Attribution 4.0 (CC BY 4.0)https://creativecommons.org/licenses/by/4.0/
License information was derived automatically

Description

A decrease in the almost fifty percent mortality rate from oral cancer is needed urgently. Improvements in early diagnosis and more effective preventive treatments could affect such a decrease. Towards this end, we undertook for the first time an in-depth mass spectrometry-based quantitative shotgun proteomics study of non-invasively collected oral brush biopsies. Proteins isolated from brush biopsies from healthy normal tissue, oral premalignant lesion tissue (OPMLs), oral squamous cell carcinoma (OSCC) and matched control tissue were compared. In replicated proteomic datasets, the secretory leukocyte protease inhibitor (SLPI) protein stood out based on its decrease in abundance in both OPML and OSCC lesion tissues compared to healthy normal tissue. Western blotting in additional brushed biopsy samples confirmed a trend of gradual decreasing SLPI abundance between healthy normal and OPML tissue, with a larger decrease in OSCC lesion tissue.

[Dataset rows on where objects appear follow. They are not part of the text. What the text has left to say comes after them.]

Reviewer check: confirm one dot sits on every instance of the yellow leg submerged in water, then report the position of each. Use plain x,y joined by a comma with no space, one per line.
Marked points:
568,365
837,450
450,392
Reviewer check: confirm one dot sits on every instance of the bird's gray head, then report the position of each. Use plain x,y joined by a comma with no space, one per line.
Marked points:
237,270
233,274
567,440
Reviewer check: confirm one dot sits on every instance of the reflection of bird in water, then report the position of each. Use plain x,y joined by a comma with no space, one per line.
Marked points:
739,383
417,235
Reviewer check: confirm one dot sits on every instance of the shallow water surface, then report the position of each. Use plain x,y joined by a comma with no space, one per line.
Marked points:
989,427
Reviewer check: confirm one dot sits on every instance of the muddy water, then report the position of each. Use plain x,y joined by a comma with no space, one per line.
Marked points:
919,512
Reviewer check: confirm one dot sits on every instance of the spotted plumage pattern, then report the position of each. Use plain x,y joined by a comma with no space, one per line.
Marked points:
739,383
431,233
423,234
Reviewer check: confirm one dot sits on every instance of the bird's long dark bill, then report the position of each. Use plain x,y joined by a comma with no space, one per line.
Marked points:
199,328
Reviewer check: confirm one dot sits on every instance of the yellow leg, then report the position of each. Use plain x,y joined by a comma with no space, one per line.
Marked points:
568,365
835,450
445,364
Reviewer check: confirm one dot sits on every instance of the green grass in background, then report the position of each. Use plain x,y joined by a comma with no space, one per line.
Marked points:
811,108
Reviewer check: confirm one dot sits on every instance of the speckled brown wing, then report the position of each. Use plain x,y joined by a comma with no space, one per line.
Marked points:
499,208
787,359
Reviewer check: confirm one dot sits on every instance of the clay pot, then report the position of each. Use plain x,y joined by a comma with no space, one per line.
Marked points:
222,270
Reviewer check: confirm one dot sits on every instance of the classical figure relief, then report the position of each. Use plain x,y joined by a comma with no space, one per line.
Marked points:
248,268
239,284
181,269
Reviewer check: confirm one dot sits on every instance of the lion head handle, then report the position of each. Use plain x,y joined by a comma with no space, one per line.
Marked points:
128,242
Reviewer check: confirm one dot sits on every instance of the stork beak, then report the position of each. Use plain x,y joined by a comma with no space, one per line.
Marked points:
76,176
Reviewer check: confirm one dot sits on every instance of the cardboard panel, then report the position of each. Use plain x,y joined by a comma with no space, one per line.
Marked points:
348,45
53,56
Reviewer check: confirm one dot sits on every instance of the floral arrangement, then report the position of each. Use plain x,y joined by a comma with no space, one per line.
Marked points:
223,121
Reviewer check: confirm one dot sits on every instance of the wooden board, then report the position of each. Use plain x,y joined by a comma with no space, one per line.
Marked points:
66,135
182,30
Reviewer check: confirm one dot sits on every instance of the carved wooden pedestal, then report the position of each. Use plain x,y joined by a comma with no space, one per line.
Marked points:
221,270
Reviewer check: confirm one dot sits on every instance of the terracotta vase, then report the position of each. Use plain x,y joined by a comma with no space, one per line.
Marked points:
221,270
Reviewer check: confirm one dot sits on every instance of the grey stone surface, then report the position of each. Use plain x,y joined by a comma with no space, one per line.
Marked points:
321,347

A similar SLPI decrease was observed in-vitro comparing model OPML and OSCC cell lines. In addition, exfoliated oral cells in patients’ whole saliva showed a loss of SLPI correlated with oral cancer progression. These results, combined with proteomics data indicating a decrease in SLPI in matched healthy control tissue from OSCC patients compared to tissue from healthy normal tissue, suggested a systemic decrease of SLPI in oral cells correlated with oral cancer development. Finally, in-vitro experiments showed that treatment with SLPI significantly decreased NF-kB activity in an OPML cell line. The findings indicate anti-inflammatory activity in OPML, supporting a mechanistic role of SLPI in OSCC progression and suggesting its potential for preventative treatment of at-risk oral lesions. Collectively, our results show for the first time the potential for SLPI as a mechanism-based, non-invasive biomarker of oral cancer progression with potential in preventive treatment.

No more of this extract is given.